Réunion du mardi 18 octobre 2022 à 17h15
Commission des lois constitutionnelles, de la législation et de l'administration générale de la république

Photo issue du site de l'Assemblée nationale ou de WikipediaSandra Regol :

De loi de finances en loi de finances, les ministres nous présentent des crédits en augmentation. Je ne conteste pas la nécessité de ces moyens, mais je m'interroge sur l'application, l'effectivité et les conséquences de ces augmentations.

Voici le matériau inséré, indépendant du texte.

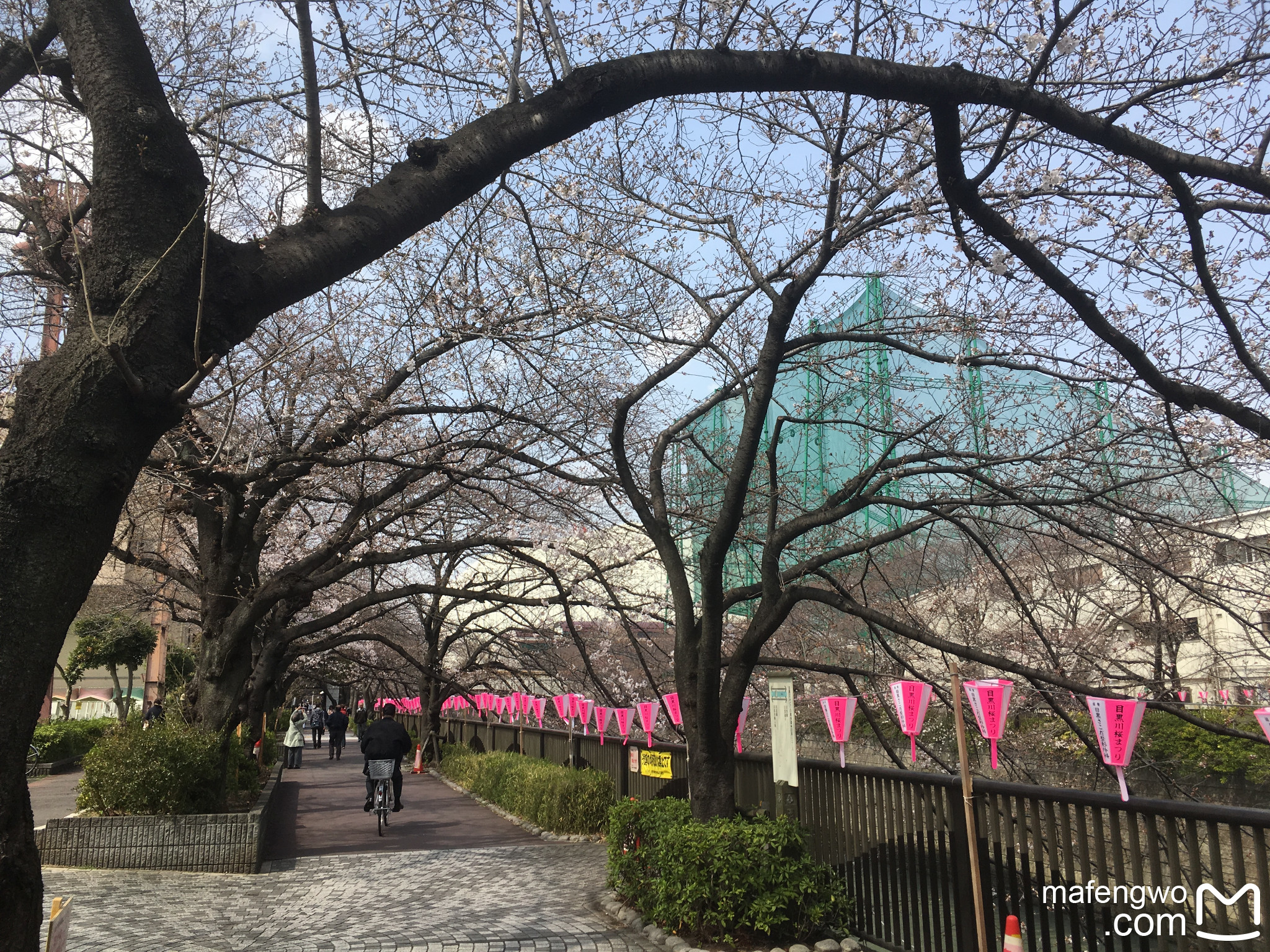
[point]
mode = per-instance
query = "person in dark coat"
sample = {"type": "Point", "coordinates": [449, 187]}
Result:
{"type": "Point", "coordinates": [337, 724]}
{"type": "Point", "coordinates": [155, 712]}
{"type": "Point", "coordinates": [385, 741]}
{"type": "Point", "coordinates": [318, 723]}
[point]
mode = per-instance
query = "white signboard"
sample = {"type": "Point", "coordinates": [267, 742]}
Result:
{"type": "Point", "coordinates": [780, 694]}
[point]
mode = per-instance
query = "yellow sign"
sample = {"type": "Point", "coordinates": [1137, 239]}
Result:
{"type": "Point", "coordinates": [654, 763]}
{"type": "Point", "coordinates": [59, 926]}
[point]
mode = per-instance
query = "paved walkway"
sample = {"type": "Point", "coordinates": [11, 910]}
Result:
{"type": "Point", "coordinates": [321, 813]}
{"type": "Point", "coordinates": [54, 796]}
{"type": "Point", "coordinates": [450, 876]}
{"type": "Point", "coordinates": [500, 899]}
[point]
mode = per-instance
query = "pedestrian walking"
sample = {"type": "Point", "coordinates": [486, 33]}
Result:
{"type": "Point", "coordinates": [337, 723]}
{"type": "Point", "coordinates": [318, 724]}
{"type": "Point", "coordinates": [295, 741]}
{"type": "Point", "coordinates": [155, 714]}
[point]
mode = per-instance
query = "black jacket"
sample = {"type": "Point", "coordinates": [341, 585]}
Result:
{"type": "Point", "coordinates": [385, 741]}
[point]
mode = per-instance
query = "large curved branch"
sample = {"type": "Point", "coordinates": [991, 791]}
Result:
{"type": "Point", "coordinates": [963, 195]}
{"type": "Point", "coordinates": [18, 59]}
{"type": "Point", "coordinates": [259, 278]}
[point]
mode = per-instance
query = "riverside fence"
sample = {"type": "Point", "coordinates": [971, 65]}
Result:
{"type": "Point", "coordinates": [1081, 871]}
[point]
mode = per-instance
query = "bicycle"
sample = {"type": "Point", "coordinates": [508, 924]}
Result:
{"type": "Point", "coordinates": [381, 804]}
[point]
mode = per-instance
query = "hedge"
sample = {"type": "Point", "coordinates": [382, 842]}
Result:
{"type": "Point", "coordinates": [727, 880]}
{"type": "Point", "coordinates": [168, 769]}
{"type": "Point", "coordinates": [557, 799]}
{"type": "Point", "coordinates": [61, 741]}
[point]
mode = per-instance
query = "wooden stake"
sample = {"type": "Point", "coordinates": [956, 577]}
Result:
{"type": "Point", "coordinates": [968, 800]}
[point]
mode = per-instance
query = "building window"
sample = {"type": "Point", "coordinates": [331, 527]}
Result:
{"type": "Point", "coordinates": [1241, 551]}
{"type": "Point", "coordinates": [1082, 576]}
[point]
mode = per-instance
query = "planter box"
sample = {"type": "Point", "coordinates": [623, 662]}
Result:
{"type": "Point", "coordinates": [190, 843]}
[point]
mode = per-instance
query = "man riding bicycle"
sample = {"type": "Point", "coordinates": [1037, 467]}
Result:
{"type": "Point", "coordinates": [385, 741]}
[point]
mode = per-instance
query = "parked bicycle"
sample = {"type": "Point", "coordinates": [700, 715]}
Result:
{"type": "Point", "coordinates": [381, 804]}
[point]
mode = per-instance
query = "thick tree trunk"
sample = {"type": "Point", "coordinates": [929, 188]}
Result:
{"type": "Point", "coordinates": [81, 431]}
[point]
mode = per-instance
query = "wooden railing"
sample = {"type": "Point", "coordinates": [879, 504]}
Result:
{"type": "Point", "coordinates": [900, 839]}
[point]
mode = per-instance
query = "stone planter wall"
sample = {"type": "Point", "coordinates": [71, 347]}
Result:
{"type": "Point", "coordinates": [191, 843]}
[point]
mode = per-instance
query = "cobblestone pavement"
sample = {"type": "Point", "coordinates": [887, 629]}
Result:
{"type": "Point", "coordinates": [500, 899]}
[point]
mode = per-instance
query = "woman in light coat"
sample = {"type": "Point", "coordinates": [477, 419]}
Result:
{"type": "Point", "coordinates": [295, 741]}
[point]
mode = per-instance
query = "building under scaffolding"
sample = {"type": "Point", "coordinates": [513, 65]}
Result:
{"type": "Point", "coordinates": [868, 395]}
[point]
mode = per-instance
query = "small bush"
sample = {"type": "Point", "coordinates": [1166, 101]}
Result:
{"type": "Point", "coordinates": [554, 798]}
{"type": "Point", "coordinates": [271, 748]}
{"type": "Point", "coordinates": [728, 880]}
{"type": "Point", "coordinates": [60, 741]}
{"type": "Point", "coordinates": [168, 769]}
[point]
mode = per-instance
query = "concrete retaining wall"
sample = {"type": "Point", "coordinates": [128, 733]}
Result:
{"type": "Point", "coordinates": [192, 843]}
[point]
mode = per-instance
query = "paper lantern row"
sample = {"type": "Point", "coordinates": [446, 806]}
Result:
{"type": "Point", "coordinates": [572, 708]}
{"type": "Point", "coordinates": [990, 700]}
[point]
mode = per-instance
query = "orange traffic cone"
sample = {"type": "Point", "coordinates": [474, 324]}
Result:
{"type": "Point", "coordinates": [1014, 936]}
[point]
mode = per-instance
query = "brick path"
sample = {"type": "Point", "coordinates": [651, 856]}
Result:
{"type": "Point", "coordinates": [500, 899]}
{"type": "Point", "coordinates": [319, 813]}
{"type": "Point", "coordinates": [448, 878]}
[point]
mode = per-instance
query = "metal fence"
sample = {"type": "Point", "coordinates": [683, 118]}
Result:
{"type": "Point", "coordinates": [1082, 871]}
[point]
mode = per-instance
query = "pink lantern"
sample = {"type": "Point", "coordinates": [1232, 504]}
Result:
{"type": "Point", "coordinates": [672, 707]}
{"type": "Point", "coordinates": [990, 700]}
{"type": "Point", "coordinates": [838, 715]}
{"type": "Point", "coordinates": [741, 721]}
{"type": "Point", "coordinates": [911, 700]}
{"type": "Point", "coordinates": [648, 714]}
{"type": "Point", "coordinates": [1263, 715]}
{"type": "Point", "coordinates": [624, 716]}
{"type": "Point", "coordinates": [1117, 723]}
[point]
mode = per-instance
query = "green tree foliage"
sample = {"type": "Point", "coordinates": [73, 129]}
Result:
{"type": "Point", "coordinates": [557, 799]}
{"type": "Point", "coordinates": [728, 880]}
{"type": "Point", "coordinates": [1186, 749]}
{"type": "Point", "coordinates": [112, 641]}
{"type": "Point", "coordinates": [169, 767]}
{"type": "Point", "coordinates": [61, 741]}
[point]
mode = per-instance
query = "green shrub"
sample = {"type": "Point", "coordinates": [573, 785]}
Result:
{"type": "Point", "coordinates": [271, 748]}
{"type": "Point", "coordinates": [60, 741]}
{"type": "Point", "coordinates": [554, 798]}
{"type": "Point", "coordinates": [728, 880]}
{"type": "Point", "coordinates": [168, 769]}
{"type": "Point", "coordinates": [1185, 749]}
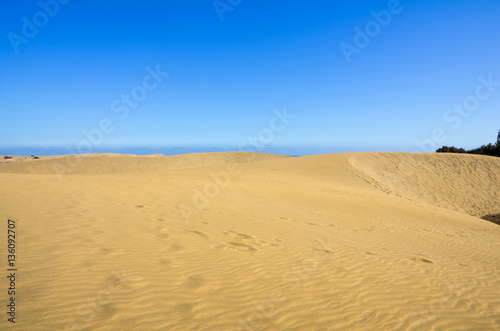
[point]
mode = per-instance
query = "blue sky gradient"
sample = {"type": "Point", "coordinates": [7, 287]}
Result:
{"type": "Point", "coordinates": [226, 76]}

En 2019, avant vos prises de fonctions au ministère de l'intérieur, l'ONU dénonçait l'usage excessif de la force dans les stratégies de maintien de l'ordre choisies en France face aux gilets jaunes. En 2020, la presse espagnole en disait autant des interventions brutales et violentes choisies cette fois pour « gérer » les actions de soutien aux migrants à Paris, particulièrement place de la République. En 2022, hier, c'est un rapport indépendant britannique qui a dénoncé les agressions criminelles, les charges continues et aléatoires de la police à l'encontre des supporters et l'utilisation injustifiée de gaz lacrymogènes lors de la soirée connue aujourd'hui sous le nom de fiasco du Stade de France.

Dans cette petite portion de faits, je suis gênée par l'image qui est renvoyée de la France et des Français, celle d'un pays incapable d'adopter des doctrines de maintien de l'ordre dignes du XXIe siècle, celle d'un pays rétrograde. En tant que femme politique, citoyenne et législatrice, il m'est difficile de le tolérer. Pourtant, nous allons octroyer de nouveaux budgets sans que cette doctrine, cette logique, qui se transmet de ministre en ministre, ne soit changée ni même évoquée.

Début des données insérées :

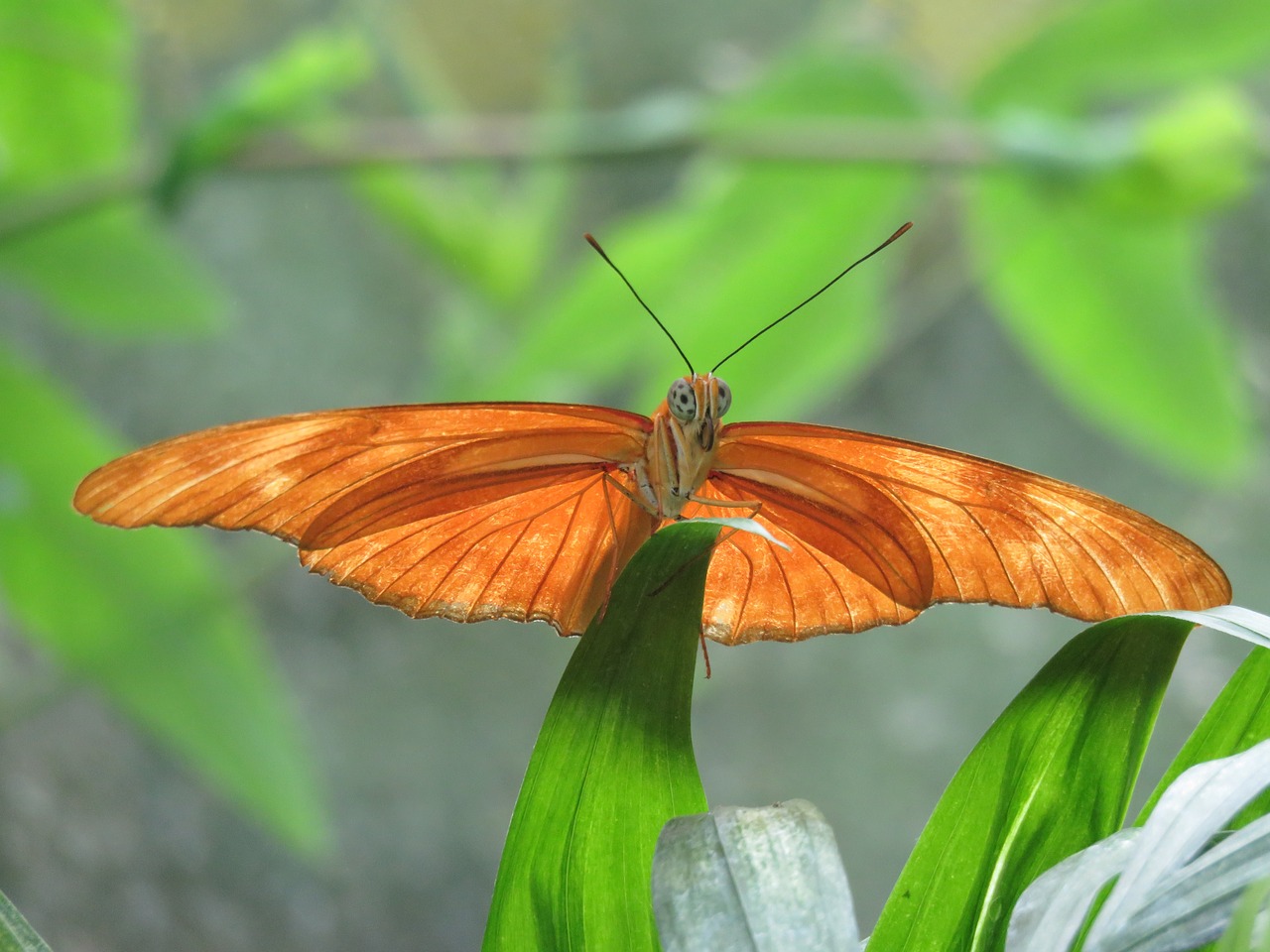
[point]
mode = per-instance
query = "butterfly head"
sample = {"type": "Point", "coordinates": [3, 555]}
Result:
{"type": "Point", "coordinates": [699, 397]}
{"type": "Point", "coordinates": [695, 404]}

Ce n'est pas le travail des policières et policiers ou des gendarmes qui est en cause, ce sont bien les décisions, les orientations de leurs décideurs qui sont vilipendées par l'Europe tout entière et qui, tout comme notre inaction climatique, font de nous le vilain petit canard de l'Europe. Si au moins la police s'en portait bien, si la population se disait en sécurité partout dans les territoires, ce ne serait pas bien grave que l'Europe se moque de nous. Le problème, c'est qu'à la fin du mois de juin, trente-quatre policières et policiers et quatorze gendarmes s'étaient donné la mort, dont dix dans la police dès le mois de janvier– des chiffres jamais enregistrés jusque-là. Quant au sentiment d'insécurité, sa réalité parfois, chacun le connaît.

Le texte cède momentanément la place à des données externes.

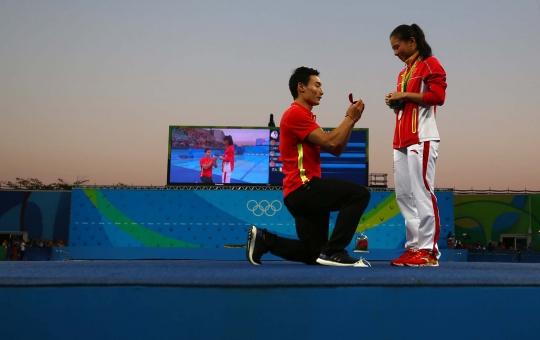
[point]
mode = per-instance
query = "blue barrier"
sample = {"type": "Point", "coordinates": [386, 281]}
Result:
{"type": "Point", "coordinates": [522, 256]}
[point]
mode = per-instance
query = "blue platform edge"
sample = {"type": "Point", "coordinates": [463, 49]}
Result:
{"type": "Point", "coordinates": [229, 254]}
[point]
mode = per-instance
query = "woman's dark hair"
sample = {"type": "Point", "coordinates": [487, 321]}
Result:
{"type": "Point", "coordinates": [228, 139]}
{"type": "Point", "coordinates": [300, 75]}
{"type": "Point", "coordinates": [406, 32]}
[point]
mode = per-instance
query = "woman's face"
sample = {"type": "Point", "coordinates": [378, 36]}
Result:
{"type": "Point", "coordinates": [403, 49]}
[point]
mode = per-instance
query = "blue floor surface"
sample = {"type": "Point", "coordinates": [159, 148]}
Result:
{"type": "Point", "coordinates": [196, 273]}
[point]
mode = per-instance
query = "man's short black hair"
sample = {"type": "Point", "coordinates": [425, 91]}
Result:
{"type": "Point", "coordinates": [228, 139]}
{"type": "Point", "coordinates": [300, 75]}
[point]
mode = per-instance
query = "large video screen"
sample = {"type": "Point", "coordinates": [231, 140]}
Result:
{"type": "Point", "coordinates": [257, 159]}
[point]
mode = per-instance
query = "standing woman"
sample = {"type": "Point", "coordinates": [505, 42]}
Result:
{"type": "Point", "coordinates": [421, 87]}
{"type": "Point", "coordinates": [228, 159]}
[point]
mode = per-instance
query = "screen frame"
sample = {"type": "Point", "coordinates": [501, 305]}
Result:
{"type": "Point", "coordinates": [171, 127]}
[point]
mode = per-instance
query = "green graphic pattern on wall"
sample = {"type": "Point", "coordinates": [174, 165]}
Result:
{"type": "Point", "coordinates": [215, 218]}
{"type": "Point", "coordinates": [485, 218]}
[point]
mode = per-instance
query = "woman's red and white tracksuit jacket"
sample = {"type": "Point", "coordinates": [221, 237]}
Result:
{"type": "Point", "coordinates": [416, 144]}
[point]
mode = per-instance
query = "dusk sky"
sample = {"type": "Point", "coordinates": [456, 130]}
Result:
{"type": "Point", "coordinates": [88, 88]}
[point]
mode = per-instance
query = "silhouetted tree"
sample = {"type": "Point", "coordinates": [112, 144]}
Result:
{"type": "Point", "coordinates": [36, 184]}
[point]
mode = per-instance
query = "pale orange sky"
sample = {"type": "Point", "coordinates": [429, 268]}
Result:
{"type": "Point", "coordinates": [89, 88]}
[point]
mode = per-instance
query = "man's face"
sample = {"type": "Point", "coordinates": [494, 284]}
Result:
{"type": "Point", "coordinates": [403, 49]}
{"type": "Point", "coordinates": [313, 92]}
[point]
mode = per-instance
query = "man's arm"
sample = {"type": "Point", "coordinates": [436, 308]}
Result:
{"type": "Point", "coordinates": [336, 140]}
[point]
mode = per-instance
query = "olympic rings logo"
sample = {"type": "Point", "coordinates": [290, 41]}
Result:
{"type": "Point", "coordinates": [264, 207]}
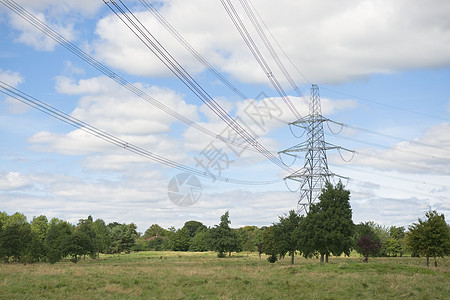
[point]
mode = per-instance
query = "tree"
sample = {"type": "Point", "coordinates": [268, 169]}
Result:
{"type": "Point", "coordinates": [270, 244]}
{"type": "Point", "coordinates": [367, 241]}
{"type": "Point", "coordinates": [155, 230]}
{"type": "Point", "coordinates": [36, 249]}
{"type": "Point", "coordinates": [123, 237]}
{"type": "Point", "coordinates": [222, 238]}
{"type": "Point", "coordinates": [249, 236]}
{"type": "Point", "coordinates": [328, 227]}
{"type": "Point", "coordinates": [57, 233]}
{"type": "Point", "coordinates": [368, 245]}
{"type": "Point", "coordinates": [15, 237]}
{"type": "Point", "coordinates": [103, 234]}
{"type": "Point", "coordinates": [193, 226]}
{"type": "Point", "coordinates": [85, 231]}
{"type": "Point", "coordinates": [181, 240]}
{"type": "Point", "coordinates": [430, 237]}
{"type": "Point", "coordinates": [287, 234]}
{"type": "Point", "coordinates": [199, 242]}
{"type": "Point", "coordinates": [394, 243]}
{"type": "Point", "coordinates": [75, 245]}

Aujourd'hui, c'est la police judiciaire qui gronde. Hier, trente-six villes ont connu des manifestations d'agents de police. À Strasbourg, où je suis élue, 50 policiers enquêteurs et magistrats étaient dans la rue ; ils étaient 50 à Nîmes, 90 à Nice, entre 200 et 300 à Nanterre, 150 à Lyon, 150 à 200 à Montpellier, ces agents qui ont coutume d'observer religieusement le devoir de réserve.

Suffit-il d'affecter 15 milliards d'euros supplémentaires à la sécurité intérieure pour améliorer la qualité du service rendu au citoyen et l'exercice des policières et des policiers ? Plus de bleu est-ce vraiment mieux de bleu ? Cela assurera-t-il aux policiers sur le terrain, qui en ont assez, qu'hormis des chiffres présentables, la qualité de leurs conditions de travail va s'améliorer ?

Monsieur le ministre, je n'ai pas ciblé particulièrement vos politiques et votre personne. Je n'attaque pas des personnes, je remets en question une doctrine politique. J'espère donc que votre réponse sera dénuée du cynisme que vous m'avez déjà opposé et que nous pourrons travailler sérieusement, dans le respect de la démocratie parlementaire.